A similar finding was seen for women with lung cancer, although the effect was not as large as was seen in women with breast cancer, the study authors said.
“Our results suggest that sleep duration is important for breast cancer survival, particularly in women who snore,” Phipps said in a journal news release.
Link between sleep and young children’s mental health
Researchers at the Norwegian University of Science and Technology looked at sleep patterns and the mental health of 1,000 children starting when they were toddlers.
They found that those with sleep disorders at age 4 were at increased risk for mental health problems such as anxiety and depression at age 6. They also discovered that children with mental health problems at age 4 were at increased risk for sleep disorders at age 6.
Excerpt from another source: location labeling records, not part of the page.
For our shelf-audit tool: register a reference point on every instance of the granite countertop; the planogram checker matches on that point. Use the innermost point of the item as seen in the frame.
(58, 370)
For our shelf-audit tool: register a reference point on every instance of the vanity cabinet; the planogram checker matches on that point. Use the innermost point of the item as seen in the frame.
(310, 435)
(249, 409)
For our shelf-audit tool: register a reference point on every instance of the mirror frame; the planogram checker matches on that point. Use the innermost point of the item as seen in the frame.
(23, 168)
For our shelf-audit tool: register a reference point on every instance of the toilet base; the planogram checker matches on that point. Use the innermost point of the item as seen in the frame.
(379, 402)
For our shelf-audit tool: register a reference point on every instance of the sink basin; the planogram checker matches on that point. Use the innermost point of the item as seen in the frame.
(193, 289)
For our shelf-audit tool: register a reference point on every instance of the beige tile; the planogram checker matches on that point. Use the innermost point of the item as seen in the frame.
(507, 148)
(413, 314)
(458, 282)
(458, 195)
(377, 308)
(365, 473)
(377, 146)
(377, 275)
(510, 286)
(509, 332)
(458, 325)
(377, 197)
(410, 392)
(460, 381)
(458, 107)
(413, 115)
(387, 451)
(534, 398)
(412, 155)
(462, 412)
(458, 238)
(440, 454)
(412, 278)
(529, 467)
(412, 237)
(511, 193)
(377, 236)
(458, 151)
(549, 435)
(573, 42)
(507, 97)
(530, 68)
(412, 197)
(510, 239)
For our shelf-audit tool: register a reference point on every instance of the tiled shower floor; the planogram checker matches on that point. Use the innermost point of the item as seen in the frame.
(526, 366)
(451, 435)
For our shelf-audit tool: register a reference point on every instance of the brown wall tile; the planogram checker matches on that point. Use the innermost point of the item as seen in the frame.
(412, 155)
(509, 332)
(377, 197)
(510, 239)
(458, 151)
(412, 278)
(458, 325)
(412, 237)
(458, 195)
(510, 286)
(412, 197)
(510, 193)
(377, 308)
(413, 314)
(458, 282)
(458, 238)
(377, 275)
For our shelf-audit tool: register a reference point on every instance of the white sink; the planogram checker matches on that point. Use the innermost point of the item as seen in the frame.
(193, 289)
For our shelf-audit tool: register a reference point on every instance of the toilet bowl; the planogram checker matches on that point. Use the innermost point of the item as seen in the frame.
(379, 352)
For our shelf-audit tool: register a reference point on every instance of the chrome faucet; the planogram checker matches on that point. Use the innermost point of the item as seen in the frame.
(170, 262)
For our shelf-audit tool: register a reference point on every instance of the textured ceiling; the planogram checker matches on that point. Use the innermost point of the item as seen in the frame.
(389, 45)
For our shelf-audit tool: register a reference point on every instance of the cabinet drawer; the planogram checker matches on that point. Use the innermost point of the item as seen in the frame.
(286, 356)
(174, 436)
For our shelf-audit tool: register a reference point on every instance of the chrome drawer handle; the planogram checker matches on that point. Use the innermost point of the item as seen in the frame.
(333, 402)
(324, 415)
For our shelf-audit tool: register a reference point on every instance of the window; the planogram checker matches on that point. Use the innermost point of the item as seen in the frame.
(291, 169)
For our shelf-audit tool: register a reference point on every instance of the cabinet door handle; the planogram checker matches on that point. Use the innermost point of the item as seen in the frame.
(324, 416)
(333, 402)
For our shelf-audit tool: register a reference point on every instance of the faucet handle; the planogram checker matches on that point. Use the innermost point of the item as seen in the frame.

Due to the study’s design, however, it wasn’t possible for the researchers to prove that sleep problems caused mental health issues or vice versa; the researchers could only show an association between these factors.
Insomnia was the most common type of sleep disorder. Insomnia was diagnosed in nearly 17 percent of the children at age 4 and in 43 percent of them at age 6. Insomnia increased the risk of anxiety, depression and attention-deficit/hyperactivity disorder at age 4 and the risk of behavioral problems at age 6, the study authors said.